As stated earlier in the thread, the number of bits in a DAC determines the precision of the output - a 4 bit DAC can produce 16 different analogue voltages, a 16 bit DAC 65536 different voltages and a 24 bit DAC 1677216 different voltages.
CD-audio is recorded at 16 bit resolution. You should get perfect reproduction with a DAC with 16 bit resolution or better. DVD-audio can be recorded at 24 bit, hence DVD-audio players will usually have 24 bit DACs.
the term '1-bit' DAC is misleading. It describes a particular design of DAC, called a delta-sigma modulator (Marketing literature may also call this a bitstream converter). It doesn't tell you anything about the precision or quality of the overall DAC system. You can get 16 bit, 20 bit and 24 bit delta-sigma DACs. Indeed, the vast majority of audio DACs available today are delta-sigma DACs.
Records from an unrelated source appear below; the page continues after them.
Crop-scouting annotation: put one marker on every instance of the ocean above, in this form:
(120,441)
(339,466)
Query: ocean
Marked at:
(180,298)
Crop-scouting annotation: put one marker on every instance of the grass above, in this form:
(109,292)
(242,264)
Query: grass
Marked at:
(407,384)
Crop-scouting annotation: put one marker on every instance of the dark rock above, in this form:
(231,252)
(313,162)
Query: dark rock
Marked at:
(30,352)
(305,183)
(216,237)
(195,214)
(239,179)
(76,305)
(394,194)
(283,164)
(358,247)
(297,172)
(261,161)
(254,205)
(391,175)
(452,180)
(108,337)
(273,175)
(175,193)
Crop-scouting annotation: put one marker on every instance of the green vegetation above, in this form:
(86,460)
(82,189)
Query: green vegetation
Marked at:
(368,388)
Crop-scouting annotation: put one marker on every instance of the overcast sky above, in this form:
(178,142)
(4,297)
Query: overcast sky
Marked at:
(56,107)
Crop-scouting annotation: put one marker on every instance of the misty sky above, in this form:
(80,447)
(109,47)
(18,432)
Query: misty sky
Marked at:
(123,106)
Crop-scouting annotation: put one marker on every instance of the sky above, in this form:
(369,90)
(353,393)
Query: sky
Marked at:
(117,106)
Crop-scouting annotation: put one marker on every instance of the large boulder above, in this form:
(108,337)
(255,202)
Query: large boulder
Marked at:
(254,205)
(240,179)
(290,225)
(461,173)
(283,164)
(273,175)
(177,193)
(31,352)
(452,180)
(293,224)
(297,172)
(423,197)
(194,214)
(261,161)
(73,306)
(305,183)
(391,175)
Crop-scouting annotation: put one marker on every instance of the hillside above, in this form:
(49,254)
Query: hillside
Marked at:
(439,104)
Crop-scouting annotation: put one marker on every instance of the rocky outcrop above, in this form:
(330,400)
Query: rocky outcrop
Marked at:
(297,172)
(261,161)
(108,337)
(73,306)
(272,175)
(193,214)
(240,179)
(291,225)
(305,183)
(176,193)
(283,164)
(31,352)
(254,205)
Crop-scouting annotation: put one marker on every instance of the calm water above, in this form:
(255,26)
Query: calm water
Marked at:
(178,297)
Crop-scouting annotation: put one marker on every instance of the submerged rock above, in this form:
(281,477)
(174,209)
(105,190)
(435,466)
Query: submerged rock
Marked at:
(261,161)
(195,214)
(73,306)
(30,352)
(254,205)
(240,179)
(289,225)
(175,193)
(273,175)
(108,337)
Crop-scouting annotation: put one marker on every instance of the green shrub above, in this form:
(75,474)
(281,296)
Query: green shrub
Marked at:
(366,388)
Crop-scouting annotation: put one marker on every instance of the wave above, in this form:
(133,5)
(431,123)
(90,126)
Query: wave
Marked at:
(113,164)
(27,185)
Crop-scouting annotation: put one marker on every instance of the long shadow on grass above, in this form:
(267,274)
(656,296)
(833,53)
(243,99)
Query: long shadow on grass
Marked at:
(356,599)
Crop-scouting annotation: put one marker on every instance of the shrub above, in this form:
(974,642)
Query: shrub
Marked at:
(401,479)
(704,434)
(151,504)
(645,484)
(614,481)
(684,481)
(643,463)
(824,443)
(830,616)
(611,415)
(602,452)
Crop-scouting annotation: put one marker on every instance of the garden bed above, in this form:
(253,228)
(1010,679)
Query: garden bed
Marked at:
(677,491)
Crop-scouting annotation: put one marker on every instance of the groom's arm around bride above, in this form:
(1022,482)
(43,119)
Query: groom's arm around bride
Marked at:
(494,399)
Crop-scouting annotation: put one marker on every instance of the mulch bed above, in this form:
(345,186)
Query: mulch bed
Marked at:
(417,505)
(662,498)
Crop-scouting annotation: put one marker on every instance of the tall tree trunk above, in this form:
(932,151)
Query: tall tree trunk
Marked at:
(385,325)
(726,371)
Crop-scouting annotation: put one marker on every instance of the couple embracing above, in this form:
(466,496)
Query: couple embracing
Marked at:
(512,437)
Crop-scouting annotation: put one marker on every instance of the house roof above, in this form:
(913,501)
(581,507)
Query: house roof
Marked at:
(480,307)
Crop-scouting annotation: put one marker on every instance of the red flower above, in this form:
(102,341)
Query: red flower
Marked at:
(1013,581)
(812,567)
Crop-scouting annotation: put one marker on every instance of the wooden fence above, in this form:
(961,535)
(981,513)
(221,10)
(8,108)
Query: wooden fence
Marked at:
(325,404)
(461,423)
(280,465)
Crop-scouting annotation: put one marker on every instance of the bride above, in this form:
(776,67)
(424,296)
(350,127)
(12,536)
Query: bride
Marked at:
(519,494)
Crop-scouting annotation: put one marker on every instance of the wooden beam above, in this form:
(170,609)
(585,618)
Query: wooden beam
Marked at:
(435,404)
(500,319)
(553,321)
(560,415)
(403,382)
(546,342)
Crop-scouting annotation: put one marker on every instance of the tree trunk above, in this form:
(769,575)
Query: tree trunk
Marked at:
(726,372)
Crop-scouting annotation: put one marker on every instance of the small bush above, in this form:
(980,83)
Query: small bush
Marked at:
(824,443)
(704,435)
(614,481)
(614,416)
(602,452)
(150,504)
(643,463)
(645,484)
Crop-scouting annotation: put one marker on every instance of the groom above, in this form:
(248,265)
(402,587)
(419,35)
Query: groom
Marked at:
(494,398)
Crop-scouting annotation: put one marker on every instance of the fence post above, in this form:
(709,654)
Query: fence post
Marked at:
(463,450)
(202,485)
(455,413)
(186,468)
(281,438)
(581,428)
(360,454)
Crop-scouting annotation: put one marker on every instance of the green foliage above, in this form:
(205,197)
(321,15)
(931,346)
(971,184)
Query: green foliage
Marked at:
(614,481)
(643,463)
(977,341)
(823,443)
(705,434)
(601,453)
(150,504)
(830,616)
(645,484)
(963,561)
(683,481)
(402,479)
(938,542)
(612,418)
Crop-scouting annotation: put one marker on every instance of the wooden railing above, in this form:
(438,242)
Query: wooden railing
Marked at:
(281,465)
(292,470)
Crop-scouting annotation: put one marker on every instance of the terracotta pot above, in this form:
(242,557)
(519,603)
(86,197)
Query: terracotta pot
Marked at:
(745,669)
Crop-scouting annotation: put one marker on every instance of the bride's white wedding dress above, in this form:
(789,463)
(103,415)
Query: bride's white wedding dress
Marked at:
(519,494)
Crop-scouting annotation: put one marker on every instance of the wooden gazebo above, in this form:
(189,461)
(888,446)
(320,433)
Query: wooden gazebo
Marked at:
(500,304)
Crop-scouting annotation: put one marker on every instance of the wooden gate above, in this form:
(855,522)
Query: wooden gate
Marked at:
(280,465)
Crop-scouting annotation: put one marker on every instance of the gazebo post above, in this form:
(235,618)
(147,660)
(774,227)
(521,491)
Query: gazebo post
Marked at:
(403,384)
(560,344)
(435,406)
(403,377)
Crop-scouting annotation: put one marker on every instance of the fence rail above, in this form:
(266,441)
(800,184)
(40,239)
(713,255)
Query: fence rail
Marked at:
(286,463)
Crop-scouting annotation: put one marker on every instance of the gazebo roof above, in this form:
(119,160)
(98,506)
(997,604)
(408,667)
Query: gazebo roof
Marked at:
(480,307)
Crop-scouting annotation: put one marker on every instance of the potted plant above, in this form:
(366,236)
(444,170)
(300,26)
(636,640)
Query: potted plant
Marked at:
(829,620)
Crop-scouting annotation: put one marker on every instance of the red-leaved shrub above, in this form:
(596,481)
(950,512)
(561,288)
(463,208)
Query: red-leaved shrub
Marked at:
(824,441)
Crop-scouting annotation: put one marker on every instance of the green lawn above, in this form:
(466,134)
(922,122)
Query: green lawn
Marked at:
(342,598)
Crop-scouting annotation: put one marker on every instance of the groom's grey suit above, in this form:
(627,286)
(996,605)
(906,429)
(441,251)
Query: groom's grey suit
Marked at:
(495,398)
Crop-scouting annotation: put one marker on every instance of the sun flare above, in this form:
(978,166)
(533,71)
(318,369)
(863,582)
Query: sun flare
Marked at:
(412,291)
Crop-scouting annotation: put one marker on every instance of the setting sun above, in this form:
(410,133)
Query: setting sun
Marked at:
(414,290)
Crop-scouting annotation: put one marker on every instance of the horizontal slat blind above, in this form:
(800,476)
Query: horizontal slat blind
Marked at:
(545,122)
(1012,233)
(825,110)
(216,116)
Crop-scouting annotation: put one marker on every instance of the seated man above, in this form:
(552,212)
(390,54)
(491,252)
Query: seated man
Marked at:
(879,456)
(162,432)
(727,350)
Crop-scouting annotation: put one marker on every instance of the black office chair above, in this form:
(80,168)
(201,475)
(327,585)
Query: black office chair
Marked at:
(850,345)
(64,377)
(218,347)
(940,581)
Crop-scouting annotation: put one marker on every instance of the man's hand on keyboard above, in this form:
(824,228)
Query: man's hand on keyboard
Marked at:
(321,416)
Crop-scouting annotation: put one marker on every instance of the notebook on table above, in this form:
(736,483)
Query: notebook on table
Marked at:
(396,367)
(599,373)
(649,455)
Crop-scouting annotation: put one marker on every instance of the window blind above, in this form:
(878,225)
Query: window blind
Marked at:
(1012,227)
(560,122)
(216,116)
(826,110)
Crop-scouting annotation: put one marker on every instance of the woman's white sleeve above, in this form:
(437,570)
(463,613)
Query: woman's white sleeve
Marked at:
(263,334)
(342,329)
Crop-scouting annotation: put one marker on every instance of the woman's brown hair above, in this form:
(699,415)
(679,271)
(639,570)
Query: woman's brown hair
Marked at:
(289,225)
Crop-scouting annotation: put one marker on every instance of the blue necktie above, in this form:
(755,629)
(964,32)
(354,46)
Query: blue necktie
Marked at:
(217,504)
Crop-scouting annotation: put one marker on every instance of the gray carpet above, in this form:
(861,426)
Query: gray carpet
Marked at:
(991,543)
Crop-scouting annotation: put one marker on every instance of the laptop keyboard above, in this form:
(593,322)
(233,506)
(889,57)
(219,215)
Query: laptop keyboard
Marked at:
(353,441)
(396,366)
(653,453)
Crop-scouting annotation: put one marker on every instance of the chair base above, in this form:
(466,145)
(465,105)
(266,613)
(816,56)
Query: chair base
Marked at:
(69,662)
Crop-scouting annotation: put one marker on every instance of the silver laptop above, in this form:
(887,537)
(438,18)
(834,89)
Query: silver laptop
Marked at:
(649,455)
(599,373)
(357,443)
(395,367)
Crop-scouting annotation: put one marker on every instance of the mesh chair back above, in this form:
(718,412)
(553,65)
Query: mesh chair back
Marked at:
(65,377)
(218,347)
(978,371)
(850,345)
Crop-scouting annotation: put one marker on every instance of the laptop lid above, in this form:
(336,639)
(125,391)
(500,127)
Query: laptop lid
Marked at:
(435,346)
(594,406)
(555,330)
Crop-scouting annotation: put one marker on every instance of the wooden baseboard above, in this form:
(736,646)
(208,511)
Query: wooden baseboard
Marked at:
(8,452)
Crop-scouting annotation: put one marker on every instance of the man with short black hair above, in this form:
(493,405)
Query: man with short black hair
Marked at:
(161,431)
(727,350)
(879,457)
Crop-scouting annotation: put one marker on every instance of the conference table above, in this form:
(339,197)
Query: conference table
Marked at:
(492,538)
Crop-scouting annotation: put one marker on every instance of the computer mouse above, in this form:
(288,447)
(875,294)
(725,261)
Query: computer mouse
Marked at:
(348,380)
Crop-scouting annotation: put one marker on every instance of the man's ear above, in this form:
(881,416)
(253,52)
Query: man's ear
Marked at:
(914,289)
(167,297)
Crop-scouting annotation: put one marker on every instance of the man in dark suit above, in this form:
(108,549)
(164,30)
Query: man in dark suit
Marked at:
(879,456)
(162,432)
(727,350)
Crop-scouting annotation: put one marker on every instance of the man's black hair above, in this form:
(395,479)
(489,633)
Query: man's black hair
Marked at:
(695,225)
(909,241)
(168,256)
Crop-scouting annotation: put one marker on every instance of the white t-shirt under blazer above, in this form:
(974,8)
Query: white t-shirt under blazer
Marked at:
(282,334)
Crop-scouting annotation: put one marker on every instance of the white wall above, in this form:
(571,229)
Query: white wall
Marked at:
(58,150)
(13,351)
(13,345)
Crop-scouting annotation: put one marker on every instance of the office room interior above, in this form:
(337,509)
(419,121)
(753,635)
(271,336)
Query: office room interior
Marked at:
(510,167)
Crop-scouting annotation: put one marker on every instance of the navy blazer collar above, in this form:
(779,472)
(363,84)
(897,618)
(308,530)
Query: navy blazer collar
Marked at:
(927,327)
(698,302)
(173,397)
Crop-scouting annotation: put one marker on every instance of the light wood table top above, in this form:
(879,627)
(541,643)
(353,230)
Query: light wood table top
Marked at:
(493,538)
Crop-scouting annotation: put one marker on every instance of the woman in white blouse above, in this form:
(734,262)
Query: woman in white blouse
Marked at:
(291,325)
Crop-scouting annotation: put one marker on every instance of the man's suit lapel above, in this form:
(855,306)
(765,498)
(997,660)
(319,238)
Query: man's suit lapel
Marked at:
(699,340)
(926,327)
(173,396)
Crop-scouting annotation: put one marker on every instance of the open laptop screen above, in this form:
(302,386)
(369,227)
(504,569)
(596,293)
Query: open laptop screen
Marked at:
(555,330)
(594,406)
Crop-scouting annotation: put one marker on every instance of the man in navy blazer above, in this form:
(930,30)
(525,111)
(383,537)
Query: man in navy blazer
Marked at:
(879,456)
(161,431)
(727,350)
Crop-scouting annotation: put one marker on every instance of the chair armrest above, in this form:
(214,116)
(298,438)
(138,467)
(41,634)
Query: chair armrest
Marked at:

(I'll skip the theory of delta-sigma modulators, but they allow you to make a very high quality DAC out of a simple 1 bit DAC and a bundle of digital/analogue processing circuitry). It gets even more confusing, because some of highest-end audio DACs actually use delta-sigma modulators with 3 or 4 bits!
Burr Brown, used to be a company that specialized in making high quality DACs and ADCs, serving the mid-high-end and very-high-end markets. Texas Instruments bought them out in 2000, but retained the Burr-brown name on the old Burr-brown products. TI haven't use the Burr-brown name on their new products, and much of the BB technology has mingled with TI technology. So, although Burr-brown made products serving the high end, their products are relatively old technology, and modern products (either from TI, or other manufacturers) may be better.